As well as providing a clear route for into higher education, apprenticeships and careers, it is hoped the college - one of four in the UK - will help tackle the region’s skills shortage at a time when the job market is set for a boost through the likes of the proposed International Advanced Manufacturing Park, near Nissan in Sunderland.
The new partnership was celebrated at a launch event yesterday, hosted by Geoff Ford, chairman of Ford Aerospace Ltd.
Among the speakers was Lord Kenneth Baker, a former Conservative Minister and chairman of Edge Foundation, an educational charity supporting the Career Colleges route.
“Career College North East will provide this region with the skilled future workforce it so badly needs,” he said. “Young people here will have access to employer-led, high quality vocational training, alongside rigorous teaching in the core academic subjects.

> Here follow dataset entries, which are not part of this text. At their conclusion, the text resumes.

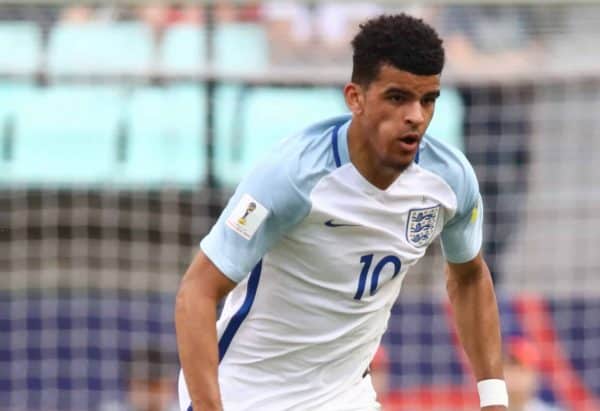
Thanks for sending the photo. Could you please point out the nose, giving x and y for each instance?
(414, 115)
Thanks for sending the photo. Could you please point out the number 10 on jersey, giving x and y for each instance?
(366, 261)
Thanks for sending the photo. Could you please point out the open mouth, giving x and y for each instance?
(409, 142)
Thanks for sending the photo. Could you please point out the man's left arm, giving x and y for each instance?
(473, 300)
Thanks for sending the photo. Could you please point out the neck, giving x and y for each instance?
(365, 160)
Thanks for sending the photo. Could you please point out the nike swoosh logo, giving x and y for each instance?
(330, 223)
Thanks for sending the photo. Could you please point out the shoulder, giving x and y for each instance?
(288, 174)
(451, 166)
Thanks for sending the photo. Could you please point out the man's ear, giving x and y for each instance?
(353, 93)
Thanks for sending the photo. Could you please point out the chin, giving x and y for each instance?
(398, 165)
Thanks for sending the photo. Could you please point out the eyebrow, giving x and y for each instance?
(398, 90)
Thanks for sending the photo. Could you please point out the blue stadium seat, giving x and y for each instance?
(447, 123)
(241, 48)
(18, 94)
(165, 142)
(183, 49)
(266, 115)
(100, 48)
(20, 47)
(67, 135)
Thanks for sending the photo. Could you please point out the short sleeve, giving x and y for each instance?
(462, 235)
(265, 204)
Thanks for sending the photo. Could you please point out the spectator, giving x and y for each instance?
(151, 384)
(521, 365)
(494, 41)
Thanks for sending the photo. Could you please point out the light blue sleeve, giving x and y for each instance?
(272, 187)
(462, 235)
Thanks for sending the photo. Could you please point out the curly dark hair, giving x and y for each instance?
(403, 41)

“The Career College concept is all about educating young people in a hands-on and practical way to ensure they are work-ready with the necessary skills that employers want and need.”
He added that the college had support from key businesses in the area, offering students unique opportunities.
“I very much hope that other colleges and employers will be inspired by innovative model,” he said.
“I’d urge them to consider offering the same opportunities to young people, by joining our expanding network of Career Colleges.”
Over the next five years, it is estimated that up to 8,500 people will retire from the engineering and manufacturing sector, while 23,500 new jobs are created.
Speaking at the launch, chief executive of South Tyneside Council, Martin Swales, said education and employment would go “hand in hand” in the continued economic rise of the area.
Ian Fawdon, chairman of the Advanced Manufacturing Forum, suggested CCNE would give employers access to “genuinely interested young people with a genuine understand of what engineering is.”
The launch concluded with a lunch prepared by Michellin-starred chef Paul Rankin, working with catering students from the college.
Mr Rankin is a representative of Sodexo, which runs the college’s catering services.